Bijak menggunakan kendaraan
bermotor
Beruntung
jika kita tinggal dikota besar dengan fasilitas kendaraan umum. Karena kita
bisa menggunakan fasilitas tersebut untuk mengurangi penggunaan bahan bakar.
Sayangnya tidak semua daerah di Indonesia memiliki fasilitas tersebut. tapi
bukan berarti kita tidak bisa berkontribusi dalam penghematan bahan bakar.
Kita
bisa menggunakan kendaraan hanya jika diperlukan seperti melakukan perjalanan
jauh atau membawa barang dalam jumlah besar. Jika tempat yang kita tuju bisa
ditempuh dengan berjalan kaki atau menggunakan sepeda, gunakanlah. Selain menghemat
energi juga menyehatkan badan kita.
Memilih menggunakan barang
elektronik yang ramah lingkungan
Saat
ini hemat energi banyak digunakan berbagai macam industri untuk memasarkan
produknya.
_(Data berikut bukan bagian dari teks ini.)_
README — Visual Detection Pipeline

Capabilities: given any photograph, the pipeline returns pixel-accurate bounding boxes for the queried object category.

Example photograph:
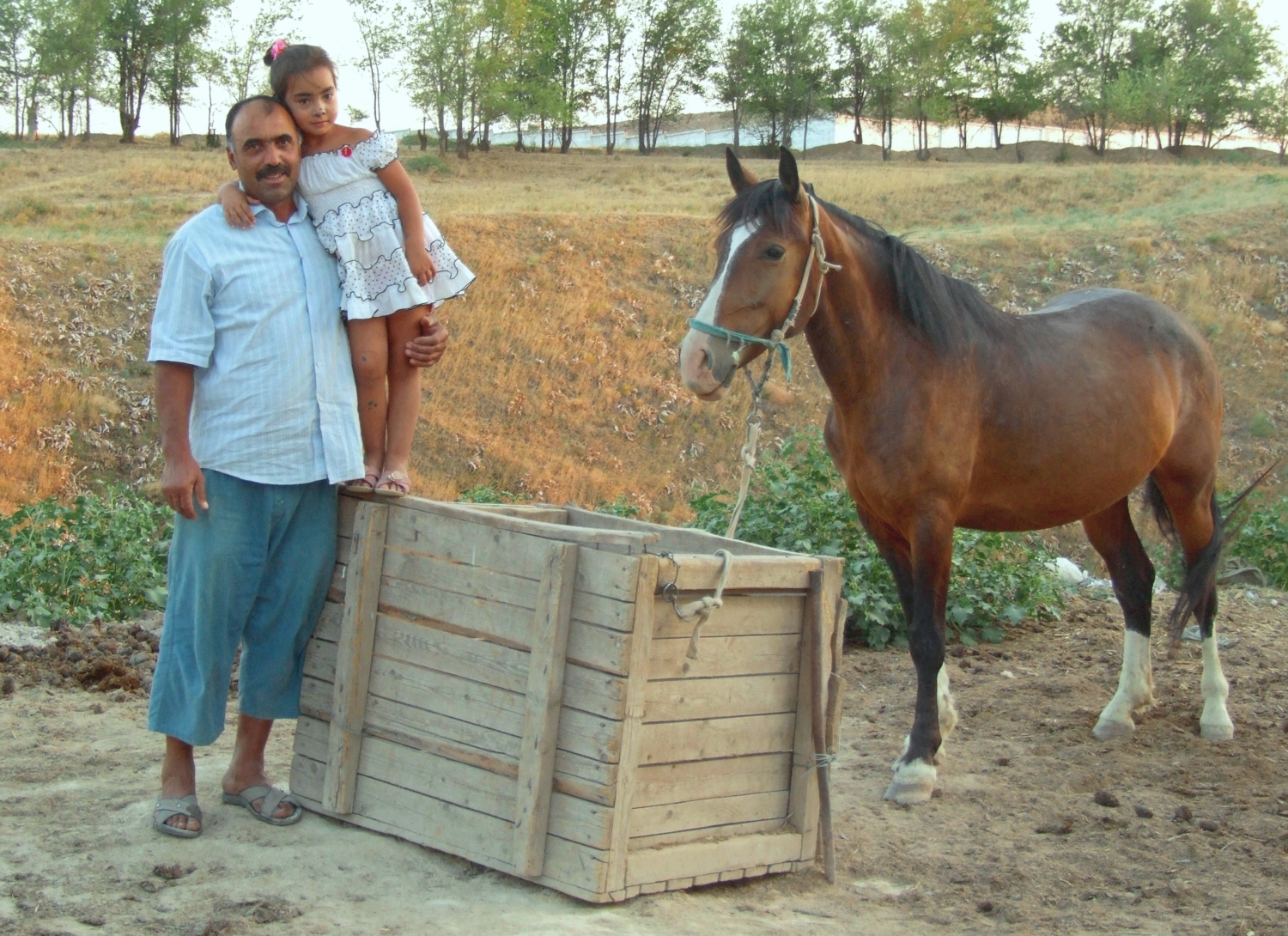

Tidak hanya untuk meningkatkan penjualan melainkan penggunaan
teknologi yang efisien juga sebagai unggulan. Bahkan sekarang tidak sulit lagi
menemukan barang-barang tersebut seperti lampu, mesin cuci, lemari pendingin
hingga kendaraan bermotor pun sudah memiliki teknologi yang mampu mengolah energi
lebih efisien.
Saya
sudah berbagi pengalaman soal perubahan iklim. Anda juga bisa berbagi dengan
mengikuti lomba blog “Perubahan Iklim” yang diselenggarakan KBR (Kantor Berita
Radio) dan Ibu-Ibu Doyan Nulis (IIDN). Syaratnya, bisa Anda lihat di
bit.ly/LombaBlogPerubahanIklim
Melakukan
perubahan dan menjadikannya sebagai gaya hidup menjadi salah satu hal yang bisa
kita lakukan dengan mudah. Sendiri tidak akan menciptakan sebuah perubahan. Tapi
bersama akan membuat perubahan besar untuk menjadi lebih baik. Semua itu bisa
diawali dari diri kita sendiri.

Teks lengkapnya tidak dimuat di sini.